You can also reach out to a realtor who can access additional listings.
Just like any other type of loan, buyers still have to qualify for an assumable mortgage. That means having a good enough credit score and a low debt-to-income ratio.
Will I save money?
A lower mortgage rate sounds like a surefire way to save money, but there are upfront costs that come with assuming a loan. The biggest factor is the down payment.
That’s because a buyer only assumes the seller’s outstanding balance — they still have to pay for the rest of the home.
Take a $400,000 house that has an assumable mortgage with a $250,000 balance. In addition to paying the rest of that loan, the buyer still has to come up with $150,000. If they can’t pay out of pocket, they will have to take out a second loan at today’s rates.
Given the way home values have surged in recent years, the difference between the assumed mortgage and the price of the home could be significant.
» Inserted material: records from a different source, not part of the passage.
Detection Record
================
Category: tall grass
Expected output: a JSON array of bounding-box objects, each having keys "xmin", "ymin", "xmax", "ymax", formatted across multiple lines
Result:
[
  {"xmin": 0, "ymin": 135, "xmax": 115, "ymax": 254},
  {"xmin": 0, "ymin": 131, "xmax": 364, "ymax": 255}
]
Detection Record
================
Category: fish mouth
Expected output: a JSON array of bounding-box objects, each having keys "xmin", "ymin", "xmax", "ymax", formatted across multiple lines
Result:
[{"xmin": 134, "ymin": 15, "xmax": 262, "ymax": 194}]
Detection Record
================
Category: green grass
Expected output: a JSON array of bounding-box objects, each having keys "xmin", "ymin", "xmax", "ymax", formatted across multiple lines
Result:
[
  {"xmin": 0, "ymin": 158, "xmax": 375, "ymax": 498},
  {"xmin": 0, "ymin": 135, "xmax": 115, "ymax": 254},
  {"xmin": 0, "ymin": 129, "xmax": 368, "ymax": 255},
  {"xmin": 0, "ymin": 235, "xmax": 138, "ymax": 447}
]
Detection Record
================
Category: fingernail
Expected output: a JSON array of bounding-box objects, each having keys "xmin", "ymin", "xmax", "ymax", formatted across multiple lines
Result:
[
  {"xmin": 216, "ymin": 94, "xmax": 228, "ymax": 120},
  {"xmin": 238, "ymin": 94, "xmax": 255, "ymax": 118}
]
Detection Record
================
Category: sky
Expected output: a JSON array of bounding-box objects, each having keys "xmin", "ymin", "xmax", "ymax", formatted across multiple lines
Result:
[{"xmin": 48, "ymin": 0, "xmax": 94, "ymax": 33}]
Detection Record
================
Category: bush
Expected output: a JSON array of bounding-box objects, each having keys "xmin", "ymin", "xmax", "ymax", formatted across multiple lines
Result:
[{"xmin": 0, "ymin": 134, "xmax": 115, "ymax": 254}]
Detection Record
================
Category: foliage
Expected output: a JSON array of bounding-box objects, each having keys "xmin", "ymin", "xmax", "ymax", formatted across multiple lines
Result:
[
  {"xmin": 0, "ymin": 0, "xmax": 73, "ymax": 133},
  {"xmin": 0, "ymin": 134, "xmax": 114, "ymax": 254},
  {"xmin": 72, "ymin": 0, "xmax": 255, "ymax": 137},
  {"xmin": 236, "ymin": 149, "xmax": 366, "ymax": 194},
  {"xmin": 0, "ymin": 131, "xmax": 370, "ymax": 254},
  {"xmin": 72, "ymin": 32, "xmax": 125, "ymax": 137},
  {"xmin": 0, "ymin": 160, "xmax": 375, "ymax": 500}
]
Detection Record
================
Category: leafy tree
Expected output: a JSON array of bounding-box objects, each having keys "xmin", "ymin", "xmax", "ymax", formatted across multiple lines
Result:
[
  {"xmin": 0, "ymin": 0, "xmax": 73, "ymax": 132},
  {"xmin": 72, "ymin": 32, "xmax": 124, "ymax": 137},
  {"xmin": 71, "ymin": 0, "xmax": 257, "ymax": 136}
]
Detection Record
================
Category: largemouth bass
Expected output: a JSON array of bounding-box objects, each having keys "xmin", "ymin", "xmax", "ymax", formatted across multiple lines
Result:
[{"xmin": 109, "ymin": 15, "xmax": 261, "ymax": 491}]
Are there other downsides?
There can be additional red tape when assuming a mortgage, which means it often takes longer to close.
That process can take anywhere from 45 to 90 days or longer for assumable mortgages, whereas buying a home with a new mortgage generally takes about a month to 45 days in many parts of the country, the New York Times reported.
Some of the delay is due to a lack of urgency on the part of mortgage companies that make significantly less money handling an assumption than they do writing a new loan. Both the FHA and VA cap how much mortgage servicers can charge for assumptions, the Times said.
There’s also less flexibility with assumable mortgages. Buyers are bound by the original loan terms and can’t shop around for better deals.
Sellers also have to be careful who they transfer their loan to. For example, if a nonveteran assumes a VA home loan, the seller could lose all or part of their entitlement to another VA loan until the previous one is paid off.